In 2025, the UK government moved fast on legislation and reform to support the country’s renewable energy efforts.
“With the Clean Power 2030 Action Plan acting as the impetus,” Shraiya Thapa, clean energy senior knowledge lead at law firm Freeths, said, “the government has moved at pace this year.”
Thapa highlighted both the Solar and Clean Flexibility roadmaps as markers of progress, alongside grid connection changes and the Planning and Infrastructure Bill.
This included changes to the UK planning system to make it harder for local authorities to reject solar developments on spurious grounds. In December, the government implemented a revised NPPF, stating that planning authorities should give “significant weight to the benefits associated with renewable and low carbon energy generation and the proposal’s contribution to a net zero future” when determining applications.

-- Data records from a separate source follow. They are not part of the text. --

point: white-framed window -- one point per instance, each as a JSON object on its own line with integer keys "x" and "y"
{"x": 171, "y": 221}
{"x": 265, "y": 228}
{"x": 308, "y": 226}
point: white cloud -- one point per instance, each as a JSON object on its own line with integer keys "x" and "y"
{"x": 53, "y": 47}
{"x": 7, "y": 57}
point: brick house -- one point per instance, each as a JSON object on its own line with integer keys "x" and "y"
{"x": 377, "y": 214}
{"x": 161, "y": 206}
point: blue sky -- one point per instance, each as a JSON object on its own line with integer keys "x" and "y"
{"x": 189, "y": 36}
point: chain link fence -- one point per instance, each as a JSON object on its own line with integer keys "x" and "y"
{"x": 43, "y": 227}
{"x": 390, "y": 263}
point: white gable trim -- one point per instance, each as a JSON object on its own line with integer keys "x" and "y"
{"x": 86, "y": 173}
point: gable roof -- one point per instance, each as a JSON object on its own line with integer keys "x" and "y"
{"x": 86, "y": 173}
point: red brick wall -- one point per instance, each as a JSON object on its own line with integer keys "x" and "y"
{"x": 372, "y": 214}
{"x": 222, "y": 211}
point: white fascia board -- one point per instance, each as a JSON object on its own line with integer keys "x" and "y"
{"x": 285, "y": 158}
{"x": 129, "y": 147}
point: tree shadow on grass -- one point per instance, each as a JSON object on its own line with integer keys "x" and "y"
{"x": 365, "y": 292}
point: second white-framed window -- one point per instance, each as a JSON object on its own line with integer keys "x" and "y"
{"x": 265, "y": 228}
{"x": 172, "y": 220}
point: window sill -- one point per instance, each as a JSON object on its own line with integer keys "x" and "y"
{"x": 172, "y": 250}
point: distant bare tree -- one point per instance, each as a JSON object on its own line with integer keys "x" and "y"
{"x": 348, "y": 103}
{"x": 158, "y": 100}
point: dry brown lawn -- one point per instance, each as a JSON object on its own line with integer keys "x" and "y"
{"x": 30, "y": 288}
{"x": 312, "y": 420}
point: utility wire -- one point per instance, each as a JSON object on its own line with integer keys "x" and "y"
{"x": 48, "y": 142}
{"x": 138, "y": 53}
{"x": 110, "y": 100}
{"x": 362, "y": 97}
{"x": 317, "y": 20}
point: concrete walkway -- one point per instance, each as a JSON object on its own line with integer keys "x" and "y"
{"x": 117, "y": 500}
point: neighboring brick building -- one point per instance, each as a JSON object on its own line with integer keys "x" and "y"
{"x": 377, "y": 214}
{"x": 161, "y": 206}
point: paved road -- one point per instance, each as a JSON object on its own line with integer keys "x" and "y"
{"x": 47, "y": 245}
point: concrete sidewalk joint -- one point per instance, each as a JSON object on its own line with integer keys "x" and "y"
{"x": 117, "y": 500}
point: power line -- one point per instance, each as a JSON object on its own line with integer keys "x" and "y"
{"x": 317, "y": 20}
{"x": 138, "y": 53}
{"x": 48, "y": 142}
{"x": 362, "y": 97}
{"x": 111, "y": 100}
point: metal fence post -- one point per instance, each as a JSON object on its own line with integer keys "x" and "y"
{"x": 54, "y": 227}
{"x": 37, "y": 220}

A spokesperson for UK-based solar supplier Segen told Solar Power Portal that there has been “meaningful progress” in both the solar and energy storage sectors this year, referencing, like Thapa, the publication of the Solar Roadmap.
“By outlining concrete steps to scale deployment and aiming for 45–47GW of installed solar by 2030, the roadmap gives developers, installers and investors greater confidence to plan and invest,” the spokesperson said. “The government is moving beyond early pledges and laying the foundations for sustained growth.”